Question: What does this graph describe? Explain why the Gamov peak exists for nuclear fusion.

(Sorry that this question isn't the greatest but I wanted to post something before going to sleep. Btw, I should be available at that time for the rapid-fire session! I think its a great idea)

EDIT: i just noticed that this is usually spelled Gamow. I don't know if Gamov was a typo or an alternate spelling.
Lol, here we go again. Time for another sloppy answer in an attempt to revive this thread. (I'll get back to this point in a moment)

This graph represents the Gamow window and the Gamow peak.
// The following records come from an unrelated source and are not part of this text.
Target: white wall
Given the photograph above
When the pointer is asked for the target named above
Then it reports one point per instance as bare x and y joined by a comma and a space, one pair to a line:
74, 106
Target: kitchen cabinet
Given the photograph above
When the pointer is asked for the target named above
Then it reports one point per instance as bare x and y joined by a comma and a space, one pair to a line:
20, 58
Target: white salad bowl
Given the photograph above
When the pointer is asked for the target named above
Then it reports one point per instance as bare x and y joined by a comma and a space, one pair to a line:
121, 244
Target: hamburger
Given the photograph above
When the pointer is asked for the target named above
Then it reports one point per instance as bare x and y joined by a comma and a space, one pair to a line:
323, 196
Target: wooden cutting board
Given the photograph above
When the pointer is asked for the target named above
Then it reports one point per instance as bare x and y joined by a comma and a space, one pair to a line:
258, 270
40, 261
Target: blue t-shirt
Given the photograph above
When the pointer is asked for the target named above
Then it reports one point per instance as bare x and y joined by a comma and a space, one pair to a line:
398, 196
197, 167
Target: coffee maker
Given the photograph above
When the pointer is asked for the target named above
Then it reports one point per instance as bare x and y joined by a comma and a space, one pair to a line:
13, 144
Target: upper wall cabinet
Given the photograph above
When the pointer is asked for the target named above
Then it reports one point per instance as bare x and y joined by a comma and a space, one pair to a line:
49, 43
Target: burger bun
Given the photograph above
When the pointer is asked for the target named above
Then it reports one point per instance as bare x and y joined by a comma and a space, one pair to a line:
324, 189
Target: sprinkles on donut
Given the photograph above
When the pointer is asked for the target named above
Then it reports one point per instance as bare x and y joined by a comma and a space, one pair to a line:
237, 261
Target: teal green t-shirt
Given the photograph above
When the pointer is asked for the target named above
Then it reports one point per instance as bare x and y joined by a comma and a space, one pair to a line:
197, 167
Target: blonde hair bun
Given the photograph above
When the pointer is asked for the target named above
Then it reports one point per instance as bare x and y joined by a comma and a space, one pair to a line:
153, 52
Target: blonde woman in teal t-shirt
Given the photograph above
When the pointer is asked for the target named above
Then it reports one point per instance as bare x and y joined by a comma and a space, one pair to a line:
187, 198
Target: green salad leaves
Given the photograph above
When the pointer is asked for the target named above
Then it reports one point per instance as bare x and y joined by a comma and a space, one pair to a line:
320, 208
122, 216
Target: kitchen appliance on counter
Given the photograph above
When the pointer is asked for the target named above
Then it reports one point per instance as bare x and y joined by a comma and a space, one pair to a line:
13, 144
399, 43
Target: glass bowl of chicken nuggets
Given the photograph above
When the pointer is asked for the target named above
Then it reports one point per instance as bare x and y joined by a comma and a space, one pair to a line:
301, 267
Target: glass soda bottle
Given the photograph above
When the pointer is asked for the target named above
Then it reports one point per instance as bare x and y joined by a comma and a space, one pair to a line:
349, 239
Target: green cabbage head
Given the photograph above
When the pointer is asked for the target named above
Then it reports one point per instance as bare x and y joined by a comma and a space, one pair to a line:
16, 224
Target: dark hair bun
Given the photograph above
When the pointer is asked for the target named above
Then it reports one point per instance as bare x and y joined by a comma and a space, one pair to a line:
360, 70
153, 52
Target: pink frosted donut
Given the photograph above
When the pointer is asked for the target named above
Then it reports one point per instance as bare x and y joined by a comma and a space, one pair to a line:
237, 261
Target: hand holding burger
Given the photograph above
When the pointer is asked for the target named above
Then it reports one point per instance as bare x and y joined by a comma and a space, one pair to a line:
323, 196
With classical physics, fusion would occur practically never, due to the Coulomb barrier. However, quantum tunneling allows atoms to fuse. I won't pretend to fully understand Gamow peak here, but there is essentially a drop-off in Maxwellian distribution, and tunneling, but in opposite directions. The Gamow peak exists at a point where both are very low.
I honestly don't know exactly why it exists, so this may be the first incorrect answer on this forum, but I needed to revive the thread.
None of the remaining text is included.